Each bivalent vaccine candidate induced strong humoral immunity to RABV G and EBOV GP, and conferred protection from both lethal RABV and mouse-adapted EBOV challenge in mice [13]. Our primary focus is the development of an inactivated vaccine for use in humans based on the potential for superior safety and the history of the successful existing RABV vaccine that is widely used in humans, but we are also

pursuing the live attenuated vaccine candidates for use in nonhuman primate populations in Africa at risk for lethal EBOV infection [19] and [20]. Here, we expand our investigation of the immune response to the RABV vaccine candidates expressing EBOV GP. Three critical elements of an effective vaccine platform for the filoviruses were assessed: (a) the ability to induce EBOV-specific T-cell immunity, (b) coformulation of vaccine candidates to induce multivalent antibody responses,

ON-01910 solubility dmso and PF-01367338 nmr (c) induction of GP-specific immunity in the presence of pre-existing vector immunity to the RABV vaccine. The recovery and propagation of the vaccine candidates used in this study have been described previously [13] and [18]. The SADB19-derived BNSP333 virus serves as the parent rabies vaccine vector RVA (Fig. 1). RV-GP expresses the EBOV Mayinga GP ectodomain and transmembrane domain fused to the RABV G cytoplasmic domain. Inactivated RV-GP (INAC-RV-GP) was generated by treatment of sucrose purified virus because stocks with a

1:2000 dilution of beta-propiolactone (BPL) overnight at 4 °C followed by 30 min at 37 °C. RVΔG-GP expresses intact EBOV Mayinga GP and contains a deletion in the RABV G gene requiring propagation on complementary cells which express RABV G. BPL inactivated INAC-RV-HC50 expresses a chimeric protein composed of the heavy chain carboxyterminal half (HC50) of botulinum neurotoxin A fused with 30 amino acids of RABV G ectodomain (ED), transmembrane domain (TM) and cytoplasmic domain (CD) [18]. A recombinant inhibitors vaccinia virus expressing EBOV Mayinga GP was constructed using published methods [21]. All mouse experiments were approved by the NIAID Division of Intramural Research Animal Care and Use Committee.
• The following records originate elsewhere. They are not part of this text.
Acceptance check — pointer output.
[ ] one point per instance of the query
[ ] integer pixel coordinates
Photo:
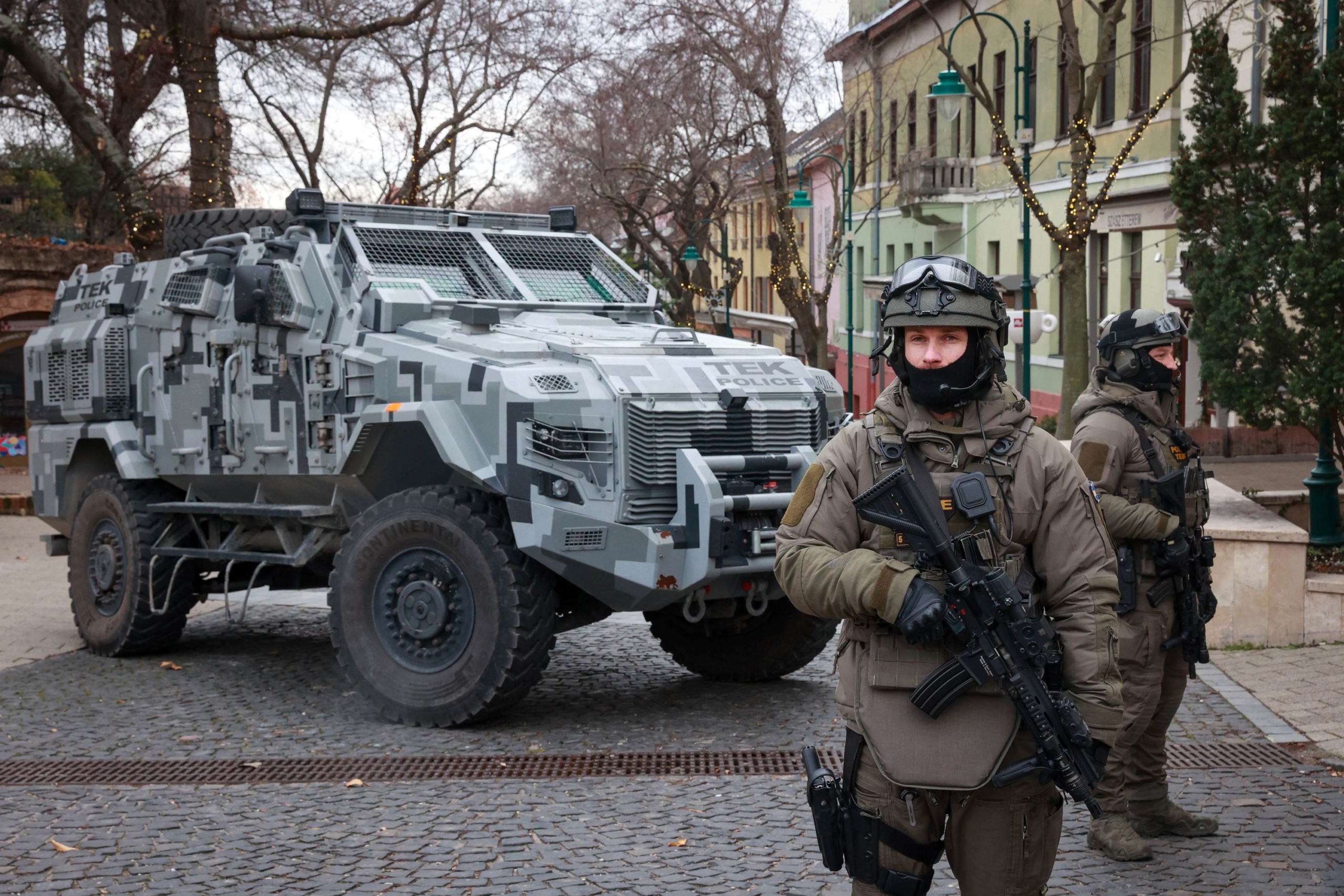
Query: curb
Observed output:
(15, 505)
(1245, 703)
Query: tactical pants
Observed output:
(1002, 841)
(1153, 683)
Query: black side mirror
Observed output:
(252, 288)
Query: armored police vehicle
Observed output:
(475, 428)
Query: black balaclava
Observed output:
(967, 373)
(1152, 376)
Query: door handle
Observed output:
(142, 395)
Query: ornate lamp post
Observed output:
(949, 92)
(802, 206)
(691, 258)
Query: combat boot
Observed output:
(1113, 836)
(1153, 817)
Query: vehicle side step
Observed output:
(226, 508)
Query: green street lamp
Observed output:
(692, 260)
(949, 93)
(802, 206)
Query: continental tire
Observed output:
(743, 648)
(109, 570)
(437, 617)
(191, 229)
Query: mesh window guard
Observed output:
(569, 269)
(452, 263)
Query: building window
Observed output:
(863, 147)
(1141, 58)
(854, 159)
(1107, 101)
(1000, 88)
(1031, 83)
(910, 123)
(1136, 269)
(893, 121)
(933, 124)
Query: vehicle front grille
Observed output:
(655, 436)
Injections of 0.1 ml live or inactivated virus were administered via the intramuscular (i.m.) route, 0.05 ml in each hind leg. Live vaccines were delivered 1× at 5 × 105 FFU, and 10 μg of the killed vaccines, which are equivalent to approximately 109 FFU, were delivered on day 0 or on days 0 and 14. Groups of 10 Balb/c mice (Jackson Laboratories) were immunized with either vehicle, RVA (parent virus), RV-GP, RVΔG-GP, INAC-RV-GP or INAC-RV-GP with an additional dose at day 14. For analysis of primary T cell response, four mice per group were sacrificed at day 7 post-immunization, and splenocytes were assayed for each individual mouse by ELISPOT (Fig. 2A).